Hévíz Lake began its rise to prominence and popularity during the late 18th century. In 1795 Count Gyorgy Festetics piped the thermal lake’s bountiful waters into a bathhouse. This created Hévíz’s first spa and the march to modern tourism was well on its way. This was the trigger for Hévíz to become a playground for the aristocracy. Aristocrats and spas have a lengthy history in central Europe. The 19th and early 20th centuries brought royalty and nobility to such famed spa towns as Bad Ischl, Marienbad and Hévíz among many others. The waters were preserved for the privileged. Tourism for the aristocracy flourished. In retrospect, this period seems to be one long, grand and final belle époque. Scores of European nobility made their way to Hévíz, the majority of them connected in some way to the Austro-Hungarian Empire. The thermal waters were a sparkling wayside in an era that glittered all the way to its end. The nobility felt the water’s healing powers to the full, but the forces of nature could only be kept away from the masses for so long. What had allured aristocrats to Hévíz were not just the waters, but the opportunity to socialize among the upper classes. Soaking to their heart’s content, surrounded by languid water lilies floating atop the thermal water’s surface, it must have been quite an era. Yet nothing lasts forever, especially power, wealth and privilege. Ideological forces were about to be unleashed that would change the visitor demographic of Hévíz irreparably.

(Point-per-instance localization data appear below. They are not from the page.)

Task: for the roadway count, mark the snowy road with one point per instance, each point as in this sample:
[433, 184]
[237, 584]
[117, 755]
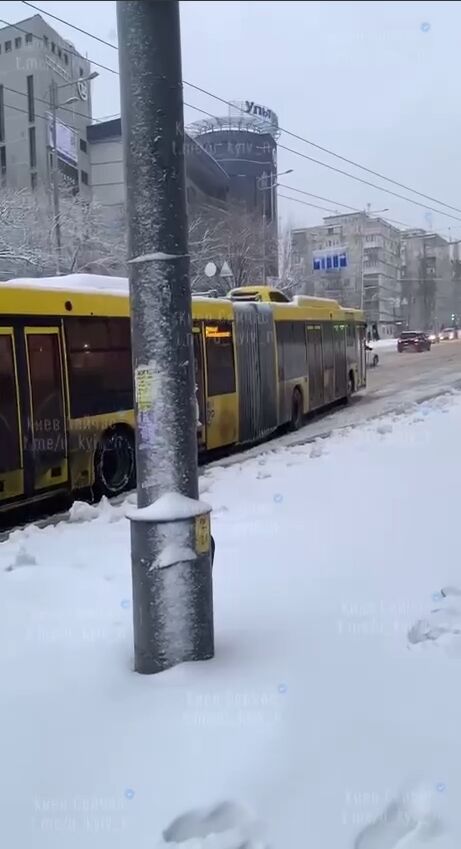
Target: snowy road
[330, 715]
[399, 381]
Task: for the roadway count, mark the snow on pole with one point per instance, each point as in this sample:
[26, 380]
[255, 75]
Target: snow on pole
[171, 561]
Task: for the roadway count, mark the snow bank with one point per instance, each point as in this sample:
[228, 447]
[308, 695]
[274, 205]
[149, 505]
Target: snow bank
[328, 702]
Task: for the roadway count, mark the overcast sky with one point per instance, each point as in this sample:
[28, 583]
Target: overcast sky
[377, 82]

Magnificence & Indifference – Natures: Human & Otherwise
The First World War upended the old elite, but Hévíz retained some of its charm, if not its glory. In the years that followed, the waters continued to offer solace. In the aftermath of a fallen empire, with the world thrown into chaos, as radical change transformed Hungary from a sizeable kingdom into a mid-sized nation, the thermal waters at Hévíz kept coming forth. Here was the magnificence of nature utterly indifferent to the calamitous fortunes that were about to transform human affairs. The spirit of this short lived age can be seen in a photo taken at the lake in 1933. Men and women face the camera. They soak and smile brightly. They look so happy, so relaxed, they have no idea of what was to come. They do not know of the next war or the even longer cold one that will follow. The photo shows a moment that was filled with pure enjoyment. This was what they experienced, what they felt. This was the human experience of Hévíz Lake as it was then, as it had always been and as it would never be again, on the verge of succumbing to the forces of communism and capitalism.